恒常性(こうじょうせい)、ホメオスタシス(ホメオステイシスとも)とは、
生物のもつ重要な性質のひとつで、生体の内部や外部の環境因子の変化にかかわらず、生体の状態が一定に保たれるという性質、あるいはその状態のこと。生物が生物である要件のひとつであるほか、
健康を定義する重要な要素でもある。生体恒常性とも言われる。19世紀の
クロード・ベルナールは生体の組織液を内部環境とし、 20世紀初頭に
アメリカ合衆国の
生理学者
ウォルター・B・キャノン(Walter B. Cannon)が「ホメオスタシス」 (同一の(homeo)状態(stasis)を意味する
ギリシア語から造語)と命名したものである。
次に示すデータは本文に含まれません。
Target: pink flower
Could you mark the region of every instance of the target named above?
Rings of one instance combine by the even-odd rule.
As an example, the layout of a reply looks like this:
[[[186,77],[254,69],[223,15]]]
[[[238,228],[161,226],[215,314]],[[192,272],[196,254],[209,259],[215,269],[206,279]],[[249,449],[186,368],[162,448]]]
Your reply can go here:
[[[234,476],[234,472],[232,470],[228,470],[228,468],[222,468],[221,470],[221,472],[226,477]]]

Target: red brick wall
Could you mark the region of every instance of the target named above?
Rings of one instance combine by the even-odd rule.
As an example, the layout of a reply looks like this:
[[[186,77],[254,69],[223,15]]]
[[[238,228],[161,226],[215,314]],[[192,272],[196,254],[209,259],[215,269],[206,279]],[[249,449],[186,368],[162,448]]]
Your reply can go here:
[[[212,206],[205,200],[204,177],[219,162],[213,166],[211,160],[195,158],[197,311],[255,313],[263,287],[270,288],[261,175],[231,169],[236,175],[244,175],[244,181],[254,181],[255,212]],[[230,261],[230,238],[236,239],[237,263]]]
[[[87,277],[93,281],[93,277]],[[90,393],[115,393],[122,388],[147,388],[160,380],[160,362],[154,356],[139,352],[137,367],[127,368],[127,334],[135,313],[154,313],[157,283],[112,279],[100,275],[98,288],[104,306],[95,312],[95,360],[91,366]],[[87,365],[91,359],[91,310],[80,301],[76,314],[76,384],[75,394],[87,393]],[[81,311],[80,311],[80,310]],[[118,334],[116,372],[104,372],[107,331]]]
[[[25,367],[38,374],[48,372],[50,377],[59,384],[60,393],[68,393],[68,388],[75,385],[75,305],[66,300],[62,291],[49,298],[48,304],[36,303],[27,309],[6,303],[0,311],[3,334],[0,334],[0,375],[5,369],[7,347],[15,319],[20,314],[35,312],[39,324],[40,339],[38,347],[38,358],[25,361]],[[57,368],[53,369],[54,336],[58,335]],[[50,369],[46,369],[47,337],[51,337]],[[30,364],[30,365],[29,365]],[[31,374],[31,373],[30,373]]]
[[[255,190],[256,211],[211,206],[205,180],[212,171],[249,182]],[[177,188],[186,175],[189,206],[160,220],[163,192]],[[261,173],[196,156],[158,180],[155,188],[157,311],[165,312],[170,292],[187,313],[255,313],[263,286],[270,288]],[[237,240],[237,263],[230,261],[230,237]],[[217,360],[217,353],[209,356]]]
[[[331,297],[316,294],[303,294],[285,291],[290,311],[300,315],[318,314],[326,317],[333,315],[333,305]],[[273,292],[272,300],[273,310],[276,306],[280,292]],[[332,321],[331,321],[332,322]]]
恒常性の保たれる範囲は、体温や
血圧、体液の
浸透圧や
pHなどをはじめ、病原
微生物の排除、
創傷の修復など生体機能全般に及ぶ。恒常性が保たれるためには、これらが変化したとき、それを元に戻そうとする作用、すなわち、生じた変化を打ち消す向きの変化を生む働きが存在しなければならない。これは、負の
フィードバック作用と呼ばれる。この作用を主に司っているのが
自律神経系や内分泌系(
ホルモン分泌)、それに免疫系である。